Intervention de Jean-Louis Lambeau

Mission d'information Sécurité sociale écologique — Réunion du 17 février 2022 à 11h05
Audition de mmes valérie schmitt directrice adjointe du département de la protection sociale à l'organisation internationale du travail oit marie-christina dankmeyer spécialiste changement climatique au sein du département de la protection sociale à l'oit frédérique dupuy chargée de mission au sein du bureau de l'oit pour la france sarah gondy conseillère technique du programme de l'oit pour les emplois verts et de Mm. Emmanuel Julien directeur adjoint du département entreprises et jean-louis lambeau conseiller technique au sein du département de la protection sociale à l'oit

Jean-Louis Lambeau, département de la protection sociale :

La protection sociale doit être considérée comme un appui et une condition au développement de la transition juste. Cette protection sociale s'est révélée utile face au changement climatique et à la transition, par exemple lors de la fermeture de mines de charbon, contre des inondations, en matière d'économie verte de digitalisation ou d'énergies renouvelables.

Voyons quelques principes généraux. Il existe bien sûr des documents-cadres et les grandes stratégies de la transition juste et de la protection sociale universelle. Plus spécifiquement, la protection sociale, dans le contexte du changement climatique, doit être intégrée à d'autres politiques et faire partie d'une stratégie d'ensemble qui comprend des éléments liés au travail mais aussi à la réponse aux désastres ou aux politiques environnementales.

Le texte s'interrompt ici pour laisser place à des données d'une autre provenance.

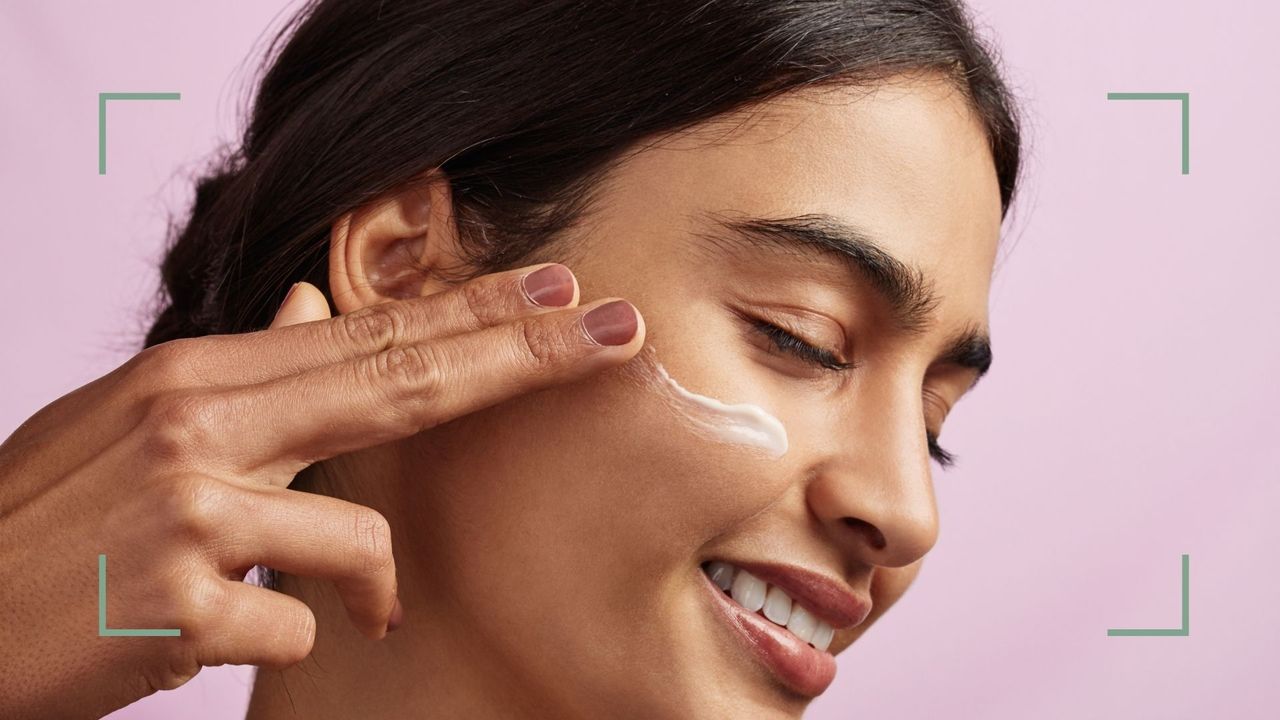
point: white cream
(739, 424)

Par ailleurs, le système de protection sociale a un système hybride de financement à travers des mécanismes contributifs et non contributifs. L'approche doit être centrée sur l'être humain, grâce au dialogue social et à une représentation tripartite avec des organisations représentatives et la société civile, mais aussi sur des politiques d'inclusion spécifiques : on évoque la nécessité d'un nouveau contrat social associé au changement climatique. Le genre et l'inclusion sont essentiels.

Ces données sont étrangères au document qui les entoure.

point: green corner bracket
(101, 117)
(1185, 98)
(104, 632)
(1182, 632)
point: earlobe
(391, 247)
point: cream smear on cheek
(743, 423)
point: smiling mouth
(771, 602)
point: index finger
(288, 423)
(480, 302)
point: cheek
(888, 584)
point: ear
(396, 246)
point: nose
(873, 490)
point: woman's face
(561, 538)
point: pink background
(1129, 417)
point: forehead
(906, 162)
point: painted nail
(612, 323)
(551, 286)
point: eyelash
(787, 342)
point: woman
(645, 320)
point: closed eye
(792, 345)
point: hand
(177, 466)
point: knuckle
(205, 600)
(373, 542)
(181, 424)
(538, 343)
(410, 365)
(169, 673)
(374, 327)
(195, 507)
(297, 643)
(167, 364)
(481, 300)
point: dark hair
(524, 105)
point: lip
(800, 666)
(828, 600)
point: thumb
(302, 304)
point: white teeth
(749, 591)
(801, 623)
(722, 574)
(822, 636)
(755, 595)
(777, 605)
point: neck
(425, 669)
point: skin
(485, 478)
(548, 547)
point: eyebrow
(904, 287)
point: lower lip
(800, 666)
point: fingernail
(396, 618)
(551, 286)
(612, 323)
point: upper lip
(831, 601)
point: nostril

Il n'y a pas de taille unique : chaque système de protection sociale doit être adapté aux caractéristiques propres du pays et des populations qui y vivent. Il n'y a donc pas une solution universelle mais plutôt des processus qui mènent à des solutions sur mesure pour les différents pays. C'est d'autant plus important en matière de changement climatique, où nous raisonnons sur le long terme et où nous sommes dans un processus itératif d'adaptation et de mise en adéquation.

L'approche de l'OIT en matière de changement climatique s'inscrit dans les accords de Paris et s'appuie sur trois piliers, que doit soutenir la protection sociale : l'adaptation au changement climatique, l'atténuation de ses effets et la construction de systèmes universels et résilients.

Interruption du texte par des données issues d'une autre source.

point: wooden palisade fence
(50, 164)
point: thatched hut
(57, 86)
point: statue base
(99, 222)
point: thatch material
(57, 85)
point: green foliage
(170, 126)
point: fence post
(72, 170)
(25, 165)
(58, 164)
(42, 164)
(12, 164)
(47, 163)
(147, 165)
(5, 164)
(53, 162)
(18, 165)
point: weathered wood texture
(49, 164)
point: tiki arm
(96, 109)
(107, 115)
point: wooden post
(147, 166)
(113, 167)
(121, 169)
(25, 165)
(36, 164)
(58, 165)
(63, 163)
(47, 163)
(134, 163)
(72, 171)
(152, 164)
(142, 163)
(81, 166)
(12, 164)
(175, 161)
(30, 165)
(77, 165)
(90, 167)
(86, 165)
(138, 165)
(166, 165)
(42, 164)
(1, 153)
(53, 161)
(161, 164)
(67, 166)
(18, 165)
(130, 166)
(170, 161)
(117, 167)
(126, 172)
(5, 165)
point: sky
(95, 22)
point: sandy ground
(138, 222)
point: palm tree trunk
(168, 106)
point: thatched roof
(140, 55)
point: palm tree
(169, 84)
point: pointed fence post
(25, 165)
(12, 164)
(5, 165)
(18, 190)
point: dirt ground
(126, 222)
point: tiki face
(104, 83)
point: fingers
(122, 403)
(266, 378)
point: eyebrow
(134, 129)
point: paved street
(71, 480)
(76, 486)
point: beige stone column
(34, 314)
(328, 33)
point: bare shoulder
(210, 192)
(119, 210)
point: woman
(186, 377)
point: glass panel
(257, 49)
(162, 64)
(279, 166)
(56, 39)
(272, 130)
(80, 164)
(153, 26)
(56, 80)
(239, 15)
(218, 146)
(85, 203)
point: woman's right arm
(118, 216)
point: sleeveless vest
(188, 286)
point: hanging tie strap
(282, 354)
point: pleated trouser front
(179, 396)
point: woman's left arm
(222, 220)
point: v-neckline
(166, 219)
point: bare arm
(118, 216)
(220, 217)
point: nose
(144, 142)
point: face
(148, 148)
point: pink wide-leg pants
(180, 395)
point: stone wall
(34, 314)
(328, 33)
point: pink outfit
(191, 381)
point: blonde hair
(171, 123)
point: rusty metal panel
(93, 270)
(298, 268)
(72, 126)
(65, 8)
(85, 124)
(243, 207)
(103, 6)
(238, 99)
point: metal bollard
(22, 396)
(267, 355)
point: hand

Concernant l'adaptation, on parle des phénomènes adverses du changement climatique, le niveau de l'eau qui monte, les désastres, les conflits. Ces chocs covariés sont un défi pour la protection sociale, de même que le phénomène croissant de la mobilité humaine, que ce soit les migrations ou déplacements, temporaires ou planifiés. Il y a là tout un champ de travail à explorer. La perspective positive de l'adaptation est celle d'une transformation sociétale.

Le problème est différent pour l'atténuation : il faut accompagner les personnes affectées par ces politiques mêmes, comme l'augmentation du prix de l'énergie ou les pertes d'emploi. De plus, encourager l'entrepreneuriat dans l'économie verte est primordial, aussi bien pour l'adaptation que l'atténuation.

Enfin, sur la résilience des systèmes, ceux-ci doivent être universels, couvrant de façon adéquate toute la population, mais aussi physiquement résistants. Par exemple, les systèmes d'information et les bases de données numériques doivent être protégés. Cela englobe aussi la protection physique des bâtiments et des ressources humaines. Enfin, le financement de cette contrainte supplémentaire est un élément central.

Les pays sont inégalement exposés aux risques liés à l'atténuation et à l'adaptation. L'atténuation touche avant tout les pays producteurs d'énergie fossile, particulièrement les États-Unis. En revanche, l'adaptation, risque le plus important, touche particulièrement l'Amérique latine, l'Afrique et l'Asie du Sud et du Sud-est. À cet égard, la corrélation est très nette entre l'absence de protection sociale et le risque associé au changement climatique. Cela laisse donc à penser que ces deux champs de la politique doivent travailler ensemble.

Le cadre normatif de l'OIT en matière de protection sociale est fondé sur la convention 102, qui définit les neuf branches liées au cycle de vie et la stratégie d'extension de la protection sociale. Au regard du risque climatique, il faut donc l'augmenter. À cet égard, la recommandation 202 relative aux socles de protection sociale a une dimension verticale de cette stratégie d'expansion, qui correspond au fait d'augmenter les services accessibles par la protection sociale, avec des prestations supplémentaires, dites top-ups, en cas de situation particulière. Elle a aussi une dimension horizontale, qui est d'aller vers les personnes qui ne sont pas protégées. C'est sur cet axe que nous travaillons.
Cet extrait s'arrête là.